IL COMPENSATION MIX E LO STIPENDIO GIUSTO
Ben il 70% dei rispondenti all’indagine rinuncerebbe a una mensilità della propria retribuzione fissa in cambio di altri elementi, non necessariamente economici: il più auspicato è poter rientrare in percorsi per il proprio sviluppo professionale. La quota di questi lavoratori (26,8%) è molto vicina a quella dei lavoratori che in nessun caso si priverebbero di una parte dello stipendio (29,5%).

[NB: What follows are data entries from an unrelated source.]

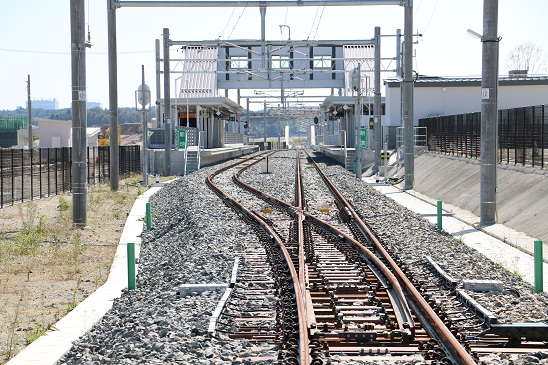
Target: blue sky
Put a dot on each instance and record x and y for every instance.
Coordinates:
(35, 39)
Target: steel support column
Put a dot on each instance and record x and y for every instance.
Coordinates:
(79, 141)
(489, 115)
(407, 98)
(377, 107)
(114, 160)
(167, 106)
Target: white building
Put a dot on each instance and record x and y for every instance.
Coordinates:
(54, 133)
(445, 96)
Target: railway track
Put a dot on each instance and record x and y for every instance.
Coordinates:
(339, 294)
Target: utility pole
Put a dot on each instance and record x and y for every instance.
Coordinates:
(114, 162)
(29, 111)
(264, 121)
(489, 123)
(377, 125)
(357, 121)
(279, 135)
(407, 98)
(167, 106)
(143, 98)
(79, 142)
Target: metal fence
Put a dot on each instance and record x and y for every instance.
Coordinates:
(38, 173)
(522, 135)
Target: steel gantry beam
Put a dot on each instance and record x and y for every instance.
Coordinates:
(256, 4)
(407, 82)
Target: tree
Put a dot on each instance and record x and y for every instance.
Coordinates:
(527, 56)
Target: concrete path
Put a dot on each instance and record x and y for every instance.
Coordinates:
(54, 343)
(461, 224)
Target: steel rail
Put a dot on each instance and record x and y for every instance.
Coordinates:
(304, 352)
(446, 339)
(302, 267)
(405, 321)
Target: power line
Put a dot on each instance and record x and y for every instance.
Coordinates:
(67, 53)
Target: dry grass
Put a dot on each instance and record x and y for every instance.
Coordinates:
(47, 266)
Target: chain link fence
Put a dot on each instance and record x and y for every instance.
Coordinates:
(522, 135)
(39, 173)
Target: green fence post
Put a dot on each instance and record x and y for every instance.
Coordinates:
(131, 266)
(439, 216)
(149, 218)
(539, 280)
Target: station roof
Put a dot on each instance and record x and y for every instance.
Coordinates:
(219, 103)
(332, 102)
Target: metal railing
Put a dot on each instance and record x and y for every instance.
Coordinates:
(39, 173)
(522, 135)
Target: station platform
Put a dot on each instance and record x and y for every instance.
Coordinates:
(48, 348)
(208, 157)
(492, 241)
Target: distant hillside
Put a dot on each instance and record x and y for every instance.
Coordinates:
(95, 116)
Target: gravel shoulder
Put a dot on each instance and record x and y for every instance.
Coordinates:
(47, 267)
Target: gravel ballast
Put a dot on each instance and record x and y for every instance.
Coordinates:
(194, 240)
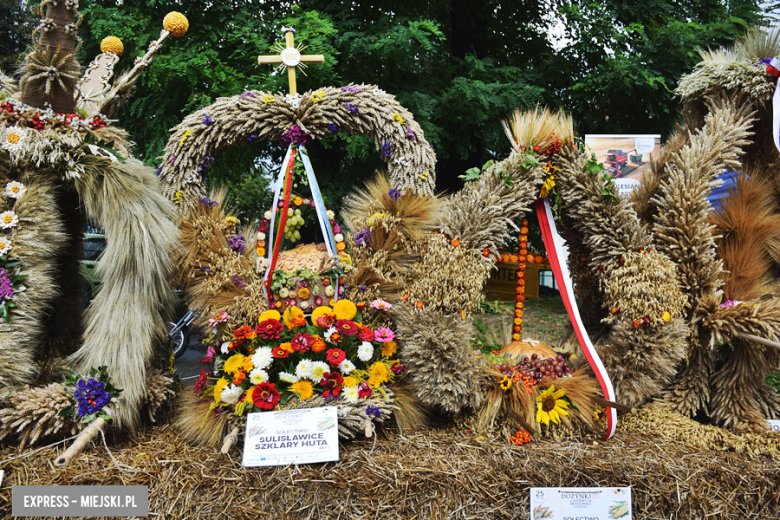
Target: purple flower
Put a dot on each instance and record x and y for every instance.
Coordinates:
(208, 202)
(6, 290)
(91, 396)
(385, 151)
(363, 237)
(295, 136)
(237, 243)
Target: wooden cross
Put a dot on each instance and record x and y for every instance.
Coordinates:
(290, 57)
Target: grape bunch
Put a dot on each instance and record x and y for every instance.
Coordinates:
(536, 368)
(293, 224)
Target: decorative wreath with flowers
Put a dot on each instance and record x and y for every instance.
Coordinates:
(337, 357)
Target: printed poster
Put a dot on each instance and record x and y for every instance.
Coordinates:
(302, 436)
(580, 503)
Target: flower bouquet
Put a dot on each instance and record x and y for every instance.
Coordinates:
(289, 361)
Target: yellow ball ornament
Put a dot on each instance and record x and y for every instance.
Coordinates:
(176, 24)
(112, 44)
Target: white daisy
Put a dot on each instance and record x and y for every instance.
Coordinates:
(5, 245)
(287, 377)
(8, 219)
(263, 357)
(258, 376)
(351, 394)
(231, 394)
(14, 189)
(329, 333)
(346, 366)
(14, 138)
(304, 368)
(318, 370)
(365, 351)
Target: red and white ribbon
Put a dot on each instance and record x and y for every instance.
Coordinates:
(558, 253)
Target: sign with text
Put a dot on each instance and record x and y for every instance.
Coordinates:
(302, 436)
(625, 156)
(581, 503)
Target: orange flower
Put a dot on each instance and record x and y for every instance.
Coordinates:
(318, 345)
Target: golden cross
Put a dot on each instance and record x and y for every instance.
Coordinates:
(290, 57)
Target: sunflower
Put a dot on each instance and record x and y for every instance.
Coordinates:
(344, 310)
(551, 406)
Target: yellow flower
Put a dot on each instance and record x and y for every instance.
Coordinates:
(303, 389)
(389, 348)
(344, 310)
(112, 44)
(550, 406)
(293, 317)
(233, 363)
(375, 218)
(221, 384)
(378, 374)
(187, 134)
(270, 315)
(176, 24)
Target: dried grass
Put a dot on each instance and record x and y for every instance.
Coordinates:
(437, 473)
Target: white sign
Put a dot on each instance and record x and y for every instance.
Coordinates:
(302, 436)
(580, 503)
(291, 57)
(626, 186)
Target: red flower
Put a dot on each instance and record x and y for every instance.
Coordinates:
(347, 327)
(302, 342)
(270, 329)
(265, 396)
(331, 382)
(242, 334)
(364, 390)
(279, 352)
(366, 334)
(335, 356)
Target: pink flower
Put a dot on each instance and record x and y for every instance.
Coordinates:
(384, 335)
(222, 317)
(381, 305)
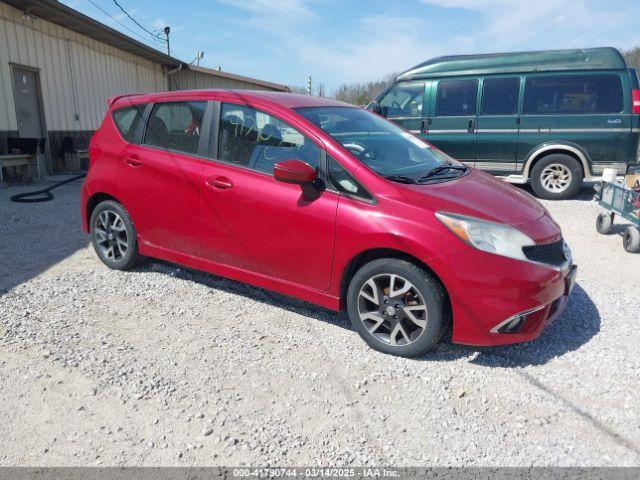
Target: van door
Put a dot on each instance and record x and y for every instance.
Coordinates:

La busta paga non basta ed è sempre più bassa di quella dei colleghi: in tutte le categorie contrattuali analizzate, i lavoratori indicano che la loro retribuzione per essere “giusta” dovrebbe essere più alta di circa il 25%. Il 63% dei lavoratori ritiene inoltre, con un’evidente distorsione percettiva, di guadagnare meno di coloro che in altre aziende svolgono la medesima professione.
Alessandro Fiorelli, ceo di Jobpricing: «Siamo alla quinta edizione della survey e quindi possiamo dire qualcosa non solo sullo stato dell’arte, ma anche sull’evoluzione della soddisfazione dei lavoratori rispetto al loro stipendio. In particolare, sono tre gli aspetti fondamentali che si sono confermati nel tempodal 2016 fino ad oggi: in primo luogo, la soddisfazione è bassa e il suo andamento sostanzialmente piatto; in secondo luogo, il grado di soddisfazione è fortemente correlato con la percezione di equità e con quella di meritocrazia, che però sono a livelli bassi (soprattutto la seconda) e in costante calo negli ultimi cinque anni; infine, si conferma che i soldi sono importanti, ma non sono tutto. Da quest’ultimo punto di vista, è interessante osservare che oltre il 70% degli intervistati sarebbe disponibile a scambiare una mensilità di stipendio fisso per qualcos’altro, prima fra tutto un investimento sullo sviluppo professionale e che le relazioni personali sul posto di lavoro sono equivalenti alla retribuzione fra i motivi di scelta di un posto di lavoro. Più nel dettaglio, i lavoratori ci hanno detto che nel valutare un nuovo posto la priorità l’hanno ancora gli aspetti economici, ma questi scendono decisamente nel ranking delle motivazioni se si tratta di prendere la decisione di non cambiare. Mi pare una conferma di una cosa che imprenditori e responsabili del personale sanno molto bene: puoi attrarre un talento con i soldi, ma non lo convincerai mai a rimanere solo per quelli».
Filippo Saini, Head of Job di Infojobs: «I risultati che emergono da questo Osservatorio, di cui siamo lieti di essere partner, hanno confermato alcuni aspetti che conosciamo bene, grazie all’interazione con gli utenti della nostra piattaforma. Ad esempio, il compenso è naturalmente una delle chiavi motivanti lanecessità di cambiamento, ma il clima aziendale e le possibilità di formazione e carriera risultano fondamentali quando si arriva al momento di scegliere se cambiare lavoro o rimanere dove si è. Le nostre aziende sembrano saperlo bene, tanto è vero che ci hanno indicato l’employer branding come un must, imprescindibile per attrarre nuovi talenti e trattenere i propri. Un altro trend importante di quest’anno è la formazione, perché upskilling e reskilling consentono di creare professionalità tailor made, riqualificare la forza lavoro dove necessario e progettare percorsi di carriera concreti, supportati da una formazione specifica per lo sviluppo delle competenze richieste.